What does 'unhealthy' mean in the Airflow health endpoint?

The scheduler reports unhealthy when its last heartbeat is older than scheduler_health_check_threshold (30 seconds by default). An unhealthy scheduler means no new task instances are being dispatched, so DAGs that were due to run will queue but never start.

Does Airflow retry failed tasks automatically?

Yes, if you set retries on a task (or globally in default_args). Each retry is a separate task instance. On_failure_callback fires after all retries are exhausted.

How to monitor Apache Airflow DAG schedules

Monitor Airflow DAG schedules by watching the scheduler's heartbeat via the /api/v2/monitor/health endpoint, which flags the scheduler unhealthy if its last heartbeat is more than 30 seconds old by default. For individual DAG run monitoring, use the on_failure_callback on a task or DAG to send an alert when a task fails, and check data_interval_end against the actual execution time to catch late or missed runs.
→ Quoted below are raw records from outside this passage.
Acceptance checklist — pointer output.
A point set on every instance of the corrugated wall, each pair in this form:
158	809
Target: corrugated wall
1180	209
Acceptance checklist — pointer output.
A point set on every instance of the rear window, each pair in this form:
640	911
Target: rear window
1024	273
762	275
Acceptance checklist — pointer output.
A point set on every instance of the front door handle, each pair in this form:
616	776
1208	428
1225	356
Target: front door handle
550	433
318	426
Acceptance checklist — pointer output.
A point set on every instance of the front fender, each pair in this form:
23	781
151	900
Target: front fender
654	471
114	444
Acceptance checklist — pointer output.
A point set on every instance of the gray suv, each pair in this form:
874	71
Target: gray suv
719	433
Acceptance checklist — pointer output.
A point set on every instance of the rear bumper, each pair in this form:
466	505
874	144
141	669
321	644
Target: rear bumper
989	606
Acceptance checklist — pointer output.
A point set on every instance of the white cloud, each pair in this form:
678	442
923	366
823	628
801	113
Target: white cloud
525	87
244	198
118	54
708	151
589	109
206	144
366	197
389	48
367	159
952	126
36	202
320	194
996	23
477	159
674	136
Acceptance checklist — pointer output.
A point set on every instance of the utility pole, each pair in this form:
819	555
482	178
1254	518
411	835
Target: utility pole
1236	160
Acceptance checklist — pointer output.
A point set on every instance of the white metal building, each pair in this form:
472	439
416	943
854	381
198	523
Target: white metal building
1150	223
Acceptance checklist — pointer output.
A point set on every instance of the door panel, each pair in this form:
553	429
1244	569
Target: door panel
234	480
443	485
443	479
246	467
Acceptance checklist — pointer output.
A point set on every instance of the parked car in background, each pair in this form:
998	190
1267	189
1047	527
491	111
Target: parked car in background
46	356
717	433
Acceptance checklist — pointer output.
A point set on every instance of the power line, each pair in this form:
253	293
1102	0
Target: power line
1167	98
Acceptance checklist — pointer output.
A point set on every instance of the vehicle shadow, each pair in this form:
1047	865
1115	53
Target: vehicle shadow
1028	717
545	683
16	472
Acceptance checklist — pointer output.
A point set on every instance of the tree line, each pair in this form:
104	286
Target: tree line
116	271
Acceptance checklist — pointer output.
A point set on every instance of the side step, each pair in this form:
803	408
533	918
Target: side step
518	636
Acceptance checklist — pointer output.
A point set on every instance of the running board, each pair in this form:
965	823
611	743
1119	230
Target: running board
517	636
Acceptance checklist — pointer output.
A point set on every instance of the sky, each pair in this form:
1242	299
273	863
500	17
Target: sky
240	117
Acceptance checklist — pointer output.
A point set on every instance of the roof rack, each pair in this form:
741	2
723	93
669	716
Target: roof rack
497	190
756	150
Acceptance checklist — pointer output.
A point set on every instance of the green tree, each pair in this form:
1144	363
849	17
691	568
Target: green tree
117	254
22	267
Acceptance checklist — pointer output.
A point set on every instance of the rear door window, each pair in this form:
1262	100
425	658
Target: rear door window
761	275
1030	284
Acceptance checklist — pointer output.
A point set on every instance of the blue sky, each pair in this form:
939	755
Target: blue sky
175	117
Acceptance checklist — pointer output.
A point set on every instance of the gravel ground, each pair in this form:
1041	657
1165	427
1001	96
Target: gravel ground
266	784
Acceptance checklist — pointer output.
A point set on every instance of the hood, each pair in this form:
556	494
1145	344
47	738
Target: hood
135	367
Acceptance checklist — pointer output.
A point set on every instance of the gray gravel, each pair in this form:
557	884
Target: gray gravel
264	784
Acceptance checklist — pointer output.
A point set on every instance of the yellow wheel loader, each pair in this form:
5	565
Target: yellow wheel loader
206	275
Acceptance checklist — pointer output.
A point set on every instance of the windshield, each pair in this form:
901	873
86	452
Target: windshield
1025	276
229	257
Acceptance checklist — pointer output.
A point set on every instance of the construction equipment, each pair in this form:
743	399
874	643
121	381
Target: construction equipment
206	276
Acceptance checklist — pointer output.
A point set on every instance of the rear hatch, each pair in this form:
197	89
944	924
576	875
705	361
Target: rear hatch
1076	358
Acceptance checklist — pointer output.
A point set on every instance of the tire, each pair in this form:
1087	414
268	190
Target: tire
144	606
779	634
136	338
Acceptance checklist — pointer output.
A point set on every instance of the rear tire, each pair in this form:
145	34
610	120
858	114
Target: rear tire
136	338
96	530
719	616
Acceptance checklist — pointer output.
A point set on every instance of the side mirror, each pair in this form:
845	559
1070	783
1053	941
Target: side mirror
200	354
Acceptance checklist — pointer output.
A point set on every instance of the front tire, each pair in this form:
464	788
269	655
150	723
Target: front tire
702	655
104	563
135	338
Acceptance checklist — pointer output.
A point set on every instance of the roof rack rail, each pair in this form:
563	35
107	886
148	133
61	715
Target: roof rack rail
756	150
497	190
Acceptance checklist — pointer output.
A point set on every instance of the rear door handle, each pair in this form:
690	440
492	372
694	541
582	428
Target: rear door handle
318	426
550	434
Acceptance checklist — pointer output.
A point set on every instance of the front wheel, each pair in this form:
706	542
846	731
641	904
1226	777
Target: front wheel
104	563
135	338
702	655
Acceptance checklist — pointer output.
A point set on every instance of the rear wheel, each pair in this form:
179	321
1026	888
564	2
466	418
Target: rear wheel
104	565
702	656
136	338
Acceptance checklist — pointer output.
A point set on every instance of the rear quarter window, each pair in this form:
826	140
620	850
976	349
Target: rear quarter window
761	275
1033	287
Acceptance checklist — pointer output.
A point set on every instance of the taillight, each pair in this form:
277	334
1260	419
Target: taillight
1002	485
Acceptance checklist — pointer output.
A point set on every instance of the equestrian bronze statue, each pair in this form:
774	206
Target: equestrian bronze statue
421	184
The scheduler's heartbeat is the single point of failure — if it stops, all DAG runs stop with it.

How do I check if the Airflow scheduler is healthy?
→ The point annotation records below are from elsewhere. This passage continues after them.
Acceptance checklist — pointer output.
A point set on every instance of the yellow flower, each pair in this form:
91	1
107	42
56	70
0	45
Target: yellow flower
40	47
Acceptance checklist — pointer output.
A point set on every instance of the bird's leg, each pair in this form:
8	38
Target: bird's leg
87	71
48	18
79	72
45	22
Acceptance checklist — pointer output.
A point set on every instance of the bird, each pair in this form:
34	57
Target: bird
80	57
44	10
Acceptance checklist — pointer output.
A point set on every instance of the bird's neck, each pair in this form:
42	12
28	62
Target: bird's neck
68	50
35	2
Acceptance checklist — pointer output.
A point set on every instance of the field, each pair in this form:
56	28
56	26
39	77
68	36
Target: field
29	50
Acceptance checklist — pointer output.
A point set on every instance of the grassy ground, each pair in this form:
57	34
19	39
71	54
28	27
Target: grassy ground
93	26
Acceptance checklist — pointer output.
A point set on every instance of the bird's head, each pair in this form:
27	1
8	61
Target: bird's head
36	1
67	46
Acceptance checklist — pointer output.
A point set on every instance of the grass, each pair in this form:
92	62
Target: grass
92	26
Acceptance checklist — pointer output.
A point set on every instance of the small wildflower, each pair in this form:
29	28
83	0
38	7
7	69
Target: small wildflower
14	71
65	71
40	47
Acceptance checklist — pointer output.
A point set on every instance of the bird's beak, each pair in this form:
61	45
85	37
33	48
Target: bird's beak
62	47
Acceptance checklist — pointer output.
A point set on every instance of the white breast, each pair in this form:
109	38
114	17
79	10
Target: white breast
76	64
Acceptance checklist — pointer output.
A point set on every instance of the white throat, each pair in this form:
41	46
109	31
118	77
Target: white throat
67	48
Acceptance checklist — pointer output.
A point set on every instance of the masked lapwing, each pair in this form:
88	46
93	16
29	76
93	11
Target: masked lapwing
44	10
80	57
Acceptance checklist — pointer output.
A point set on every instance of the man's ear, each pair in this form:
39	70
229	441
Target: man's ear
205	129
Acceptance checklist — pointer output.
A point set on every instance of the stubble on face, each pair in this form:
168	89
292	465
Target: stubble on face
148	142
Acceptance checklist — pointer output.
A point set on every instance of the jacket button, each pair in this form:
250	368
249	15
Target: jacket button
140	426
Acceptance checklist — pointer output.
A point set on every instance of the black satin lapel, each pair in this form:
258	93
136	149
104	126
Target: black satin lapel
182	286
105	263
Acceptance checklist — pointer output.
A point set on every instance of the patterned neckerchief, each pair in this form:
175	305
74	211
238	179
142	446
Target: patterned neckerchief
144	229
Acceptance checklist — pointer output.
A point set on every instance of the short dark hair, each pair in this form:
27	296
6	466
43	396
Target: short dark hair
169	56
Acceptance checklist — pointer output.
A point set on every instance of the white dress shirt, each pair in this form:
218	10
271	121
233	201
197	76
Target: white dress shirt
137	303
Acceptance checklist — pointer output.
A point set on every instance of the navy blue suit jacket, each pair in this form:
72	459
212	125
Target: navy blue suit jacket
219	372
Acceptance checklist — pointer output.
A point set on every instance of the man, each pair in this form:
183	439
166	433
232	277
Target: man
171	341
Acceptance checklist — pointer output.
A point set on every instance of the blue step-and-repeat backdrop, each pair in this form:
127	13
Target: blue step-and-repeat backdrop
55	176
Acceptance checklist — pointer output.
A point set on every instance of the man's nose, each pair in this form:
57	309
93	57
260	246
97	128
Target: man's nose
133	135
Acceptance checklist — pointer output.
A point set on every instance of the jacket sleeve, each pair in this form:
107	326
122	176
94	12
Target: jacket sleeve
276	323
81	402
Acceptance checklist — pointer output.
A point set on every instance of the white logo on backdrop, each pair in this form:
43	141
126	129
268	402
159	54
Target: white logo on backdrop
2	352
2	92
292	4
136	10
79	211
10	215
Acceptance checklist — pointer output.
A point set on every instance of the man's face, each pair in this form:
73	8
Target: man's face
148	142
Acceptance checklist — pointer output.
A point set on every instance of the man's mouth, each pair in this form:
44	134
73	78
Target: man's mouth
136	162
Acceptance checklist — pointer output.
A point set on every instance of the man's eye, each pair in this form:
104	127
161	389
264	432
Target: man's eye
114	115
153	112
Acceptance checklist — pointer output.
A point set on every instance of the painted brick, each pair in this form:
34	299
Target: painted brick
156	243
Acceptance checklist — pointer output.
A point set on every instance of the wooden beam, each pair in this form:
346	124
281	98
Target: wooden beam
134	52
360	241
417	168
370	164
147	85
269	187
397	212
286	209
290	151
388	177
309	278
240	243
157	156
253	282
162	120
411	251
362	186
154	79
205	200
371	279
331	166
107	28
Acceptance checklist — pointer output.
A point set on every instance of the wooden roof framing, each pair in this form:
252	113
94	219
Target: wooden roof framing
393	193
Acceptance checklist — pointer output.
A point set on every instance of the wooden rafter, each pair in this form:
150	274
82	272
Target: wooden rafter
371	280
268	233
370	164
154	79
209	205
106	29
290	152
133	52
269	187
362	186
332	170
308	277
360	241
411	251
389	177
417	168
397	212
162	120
Airflow exposes a health endpoint that reports the scheduler's last heartbeat. If the heartbeat is stale, the scheduler has stopped dispatching runs:

curl -s https://<your-airflow-host>/api/v2/monitor/health | python3 -m json.tool
# Look for: "scheduler": {"status": "healthy", "latest_scheduler_heartbeat": "..."}
# "status": "unhealthy" means the scheduler is not running or is hung.

The scheduler is considered unhealthy when its last heartbeat is more than 30 seconds old (the default scheduler_health_check_threshold). Poll this endpoint from an external monitor and alert when status is not 'healthy'.

How do I get alerted when a task or DAG run fails?

Use on_failure_callback on the DAG or individual tasks to run a function when a task fails. A common pattern sends a notification to Slack, email, or a webhook:

dags/nightly_report.py

import httpx
from airflow.sdk import DAG, task
from datetime import datetime

def on_failure(context):
    task_id = context["task"].task_id
    dag_id = context["dag"].dag_id
    httpx.post("https://hooks.slack.com/your-webhook", json={
        "text": f"Airflow task failed: {dag_id}/{task_id}"
    }, timeout=10)

with DAG(
    "nightly_report",
    schedule="0 3 * * *",
    start_date=datetime(2026, 1, 1),
    catchup=False,
    on_failure_callback=on_failure,
) as dag:
    @task
    def run_report():
        # job logic here
        pass
    run_report()

How do I detect a missed or late DAG run?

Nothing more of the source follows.